I am interested in how beneficial microbes, especially bacteria, contribute to health.
The use of probiotics, as dried or food forms, is designed to help restore and maintain a healthy or homeostatic state. I am interested in how this works and who it might benefit the most. For the latter, I believe that effective concepts and products must reach the most needy, not simply those with most money.
I also believe in empowerment of everyone, so that progress can be made in whatever research project we undertake.
Research areas: Microbiome and probiotics, Women's health, Environmental influences on health, and Genitourinary systems, also probiotic influences on the gut, breast, heart and use of probiotics to detoxify environmental pollutants.
Dr. Gregor Reid is a Distinguished Professor Emeritus of Western University, and Scientist in Human Microbiome and Probiotics at the Lawson Health Research Institute.
Dr. Reid’s legacy comes from his focus on beneficial microbes, starting in 1982 when only 12 papers had been published on probiotics. As of February 2021, this number exceeds 31,000 papers by authors around the world. Dr. Reid's contribution cannot be understated. In 2001 and 2002, he chaired the United Nations - World Health Organization Expert Panel and Working Group on Probiotics that defined the modern term probiotics and set the standard for a field of science and commerce, the latter now exceeding $60 billion per annum.
Evidence for him being one of the world’s foremost experts on probiotics comes in many forms. Along with Canadian Urologist, Dr. Andrew Bruce, he developed novel probiotic therapies now used by several million people in over 35 countries. He helped acquire Canada’s largest ever donation for microbiology, $7 million for the endowed Chair at Lawson. He has held 29 patents, published over 565 peer-reviewed publications, in highly prestigious academic journals including Science, Lancet, JAMA, PNAS and various Nature journals. He has been highly sought for his lecturing skills, with over 650 talks in 54 countries. His Google Scholar H factor is 110 with over 41,000 citations.
He has been co-founder and President of the International Scientific Association for Probiotics and Prebiotics, the leading organization on the science of these areas. He has been the recipient of the Hellmuth Prize, the highest research honour conferred by The University of Western Ontario; the Distinguished Alumni Award presented by New Zealand’s leading institution, Massey University; an Honorary Doctorate in Biology from Orebro University in Sweden; the highest honour of the Canadian Society for Microbiologists for Career achievement; Western University’s highest honour as Distinguished Professor. He is a member of the Canadian Academy of Health Sciences and the Royal Society of Canada, the latter being an honour bestowed upon Canada’s distinguished scholars, artists and scientists, since the establishment of the society as Canada’s National Academy in 1883.
His impact on Complementary and Alternative Medicine has been substantial, in Canada and beyond. When he started research on probiotics there were 12 papers on pubmed. By Feb 2021, there are over 31,000 publications. This expansion illustrates the importance of pioneers like him, who so early on and long before the Human Microbiome Project, recognized the importance of beneficial microbes. His commitment to stewardship and excellence in appropriately documenting probiotics and in helping to define fermented foods and prebiotics, and differentiate them from probiotics, is recognized the world over.
Dr. Reid was instrumental in the establishment of Western Heads East (WHE), an experiential learning program based out of Western University. The program launched probiotic yogurt in rural Tanzanian communities in 2004 to help address the malnutrition and HIV/AIDS crises in the continent. It was recognized by the awarding of the AUCC Scotiabank Prize for Internationalization in 2010. The program expanded beyond HIV recipients to reach over 260,000 beneficiaries in Uganda, Tanzania and Kenya. This was made possible by funding from the Canadian International Food Security Research Fund and the creation of a novel sachet by Yoba-for-Life, a Dutch not-for-profit foundation. The sachet, costing under $1, contains two bacterial strains that ferment up to 100L of probiotic-rich yogurt or cereal or fruit.
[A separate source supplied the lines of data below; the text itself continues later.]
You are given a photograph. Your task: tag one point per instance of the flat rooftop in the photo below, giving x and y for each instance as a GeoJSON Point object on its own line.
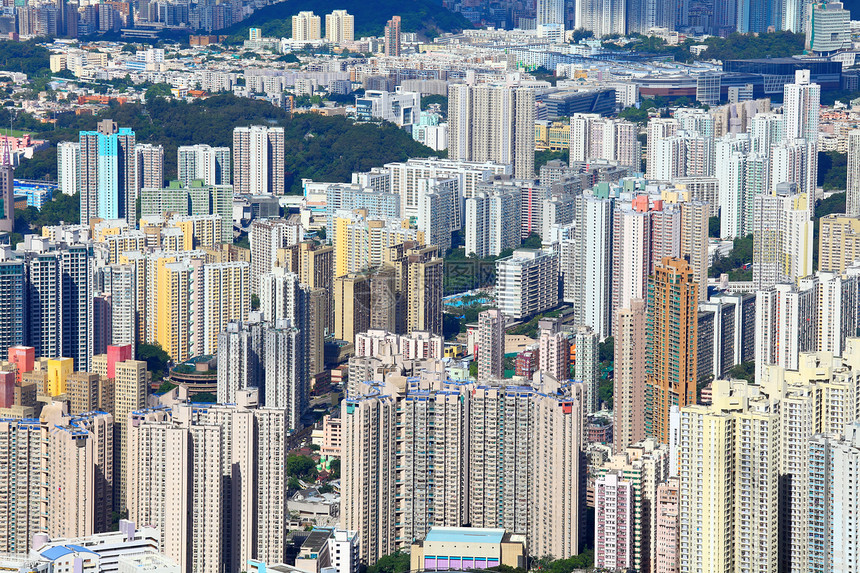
{"type": "Point", "coordinates": [465, 535]}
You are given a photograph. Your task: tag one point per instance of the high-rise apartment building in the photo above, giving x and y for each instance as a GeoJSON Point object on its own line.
{"type": "Point", "coordinates": [129, 395]}
{"type": "Point", "coordinates": [227, 298]}
{"type": "Point", "coordinates": [258, 159]}
{"type": "Point", "coordinates": [491, 342]}
{"type": "Point", "coordinates": [150, 165]}
{"type": "Point", "coordinates": [392, 37]}
{"type": "Point", "coordinates": [119, 282]}
{"type": "Point", "coordinates": [729, 486]}
{"type": "Point", "coordinates": [69, 167]}
{"type": "Point", "coordinates": [629, 379]}
{"type": "Point", "coordinates": [351, 305]}
{"type": "Point", "coordinates": [208, 478]}
{"type": "Point", "coordinates": [587, 365]}
{"type": "Point", "coordinates": [339, 27]}
{"type": "Point", "coordinates": [553, 349]}
{"type": "Point", "coordinates": [782, 239]}
{"type": "Point", "coordinates": [838, 242]}
{"type": "Point", "coordinates": [172, 276]}
{"type": "Point", "coordinates": [671, 334]}
{"type": "Point", "coordinates": [602, 17]}
{"type": "Point", "coordinates": [108, 173]}
{"type": "Point", "coordinates": [286, 375]}
{"type": "Point", "coordinates": [522, 481]}
{"type": "Point", "coordinates": [306, 27]}
{"type": "Point", "coordinates": [80, 475]}
{"type": "Point", "coordinates": [202, 162]}
{"type": "Point", "coordinates": [852, 194]}
{"type": "Point", "coordinates": [641, 467]}
{"type": "Point", "coordinates": [592, 274]}
{"type": "Point", "coordinates": [829, 28]}
{"type": "Point", "coordinates": [613, 518]}
{"type": "Point", "coordinates": [667, 534]}
{"type": "Point", "coordinates": [833, 501]}
{"type": "Point", "coordinates": [492, 222]}
{"type": "Point", "coordinates": [13, 317]}
{"type": "Point", "coordinates": [527, 282]}
{"type": "Point", "coordinates": [786, 324]}
{"type": "Point", "coordinates": [595, 137]}
{"type": "Point", "coordinates": [492, 123]}
{"type": "Point", "coordinates": [266, 238]}
{"type": "Point", "coordinates": [361, 241]}
{"type": "Point", "coordinates": [240, 358]}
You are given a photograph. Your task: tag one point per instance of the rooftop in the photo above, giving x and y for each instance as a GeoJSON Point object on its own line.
{"type": "Point", "coordinates": [465, 535]}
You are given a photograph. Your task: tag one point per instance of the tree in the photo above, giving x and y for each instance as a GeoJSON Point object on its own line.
{"type": "Point", "coordinates": [158, 90]}
{"type": "Point", "coordinates": [155, 357]}
{"type": "Point", "coordinates": [427, 100]}
{"type": "Point", "coordinates": [581, 34]}
{"type": "Point", "coordinates": [832, 170]}
{"type": "Point", "coordinates": [394, 563]}
{"type": "Point", "coordinates": [714, 227]}
{"type": "Point", "coordinates": [606, 349]}
{"type": "Point", "coordinates": [302, 467]}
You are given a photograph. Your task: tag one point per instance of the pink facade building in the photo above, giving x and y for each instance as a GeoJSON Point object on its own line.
{"type": "Point", "coordinates": [23, 357]}
{"type": "Point", "coordinates": [554, 349]}
{"type": "Point", "coordinates": [666, 537]}
{"type": "Point", "coordinates": [117, 354]}
{"type": "Point", "coordinates": [613, 528]}
{"type": "Point", "coordinates": [7, 389]}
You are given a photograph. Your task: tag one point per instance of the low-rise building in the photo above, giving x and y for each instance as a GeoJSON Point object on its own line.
{"type": "Point", "coordinates": [465, 548]}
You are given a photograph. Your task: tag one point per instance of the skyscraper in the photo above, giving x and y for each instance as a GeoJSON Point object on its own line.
{"type": "Point", "coordinates": [339, 27]}
{"type": "Point", "coordinates": [266, 237]}
{"type": "Point", "coordinates": [69, 167]}
{"type": "Point", "coordinates": [150, 165]}
{"type": "Point", "coordinates": [218, 463]}
{"type": "Point", "coordinates": [240, 358]}
{"type": "Point", "coordinates": [782, 240]}
{"type": "Point", "coordinates": [306, 27]}
{"type": "Point", "coordinates": [671, 332]}
{"type": "Point", "coordinates": [852, 199]}
{"type": "Point", "coordinates": [12, 297]}
{"type": "Point", "coordinates": [492, 123]}
{"type": "Point", "coordinates": [7, 191]}
{"type": "Point", "coordinates": [258, 160]}
{"type": "Point", "coordinates": [524, 480]}
{"type": "Point", "coordinates": [392, 37]}
{"type": "Point", "coordinates": [227, 298]}
{"type": "Point", "coordinates": [593, 263]}
{"type": "Point", "coordinates": [491, 342]}
{"type": "Point", "coordinates": [629, 379]}
{"type": "Point", "coordinates": [730, 477]}
{"type": "Point", "coordinates": [603, 17]}
{"type": "Point", "coordinates": [108, 173]}
{"type": "Point", "coordinates": [833, 501]}
{"type": "Point", "coordinates": [209, 164]}
{"type": "Point", "coordinates": [613, 530]}
{"type": "Point", "coordinates": [829, 28]}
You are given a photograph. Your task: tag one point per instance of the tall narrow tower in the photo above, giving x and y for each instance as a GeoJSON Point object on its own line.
{"type": "Point", "coordinates": [671, 331]}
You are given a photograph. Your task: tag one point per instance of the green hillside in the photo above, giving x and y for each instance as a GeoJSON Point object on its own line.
{"type": "Point", "coordinates": [317, 147]}
{"type": "Point", "coordinates": [426, 17]}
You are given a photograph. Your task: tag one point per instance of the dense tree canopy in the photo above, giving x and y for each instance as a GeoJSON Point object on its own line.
{"type": "Point", "coordinates": [426, 17]}
{"type": "Point", "coordinates": [749, 46]}
{"type": "Point", "coordinates": [26, 57]}
{"type": "Point", "coordinates": [832, 170]}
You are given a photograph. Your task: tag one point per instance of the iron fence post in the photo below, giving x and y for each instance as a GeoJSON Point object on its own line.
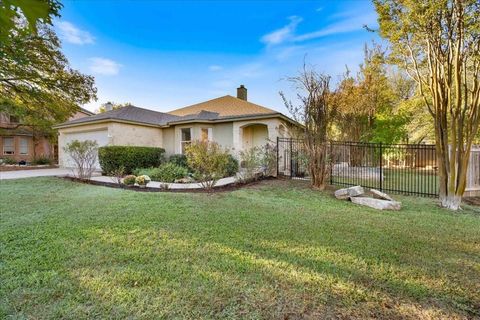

Dr. Reid's sphere of influence has widened through efforts to reduce the problem of honey bee colony collapse that endangers the world's food supply. The creation of a probiotic intervention to boost the insect's defenses and fight pathogens as well as offset the damage done by pesticides, has implications for beekeeping in North America and around the world.
Professor Reid officially retired from Western University in July 2020, but retains a lab at Lawson to allow his final three graduate students to finish their studies and for him to provide mentorship to the next generation of scientists.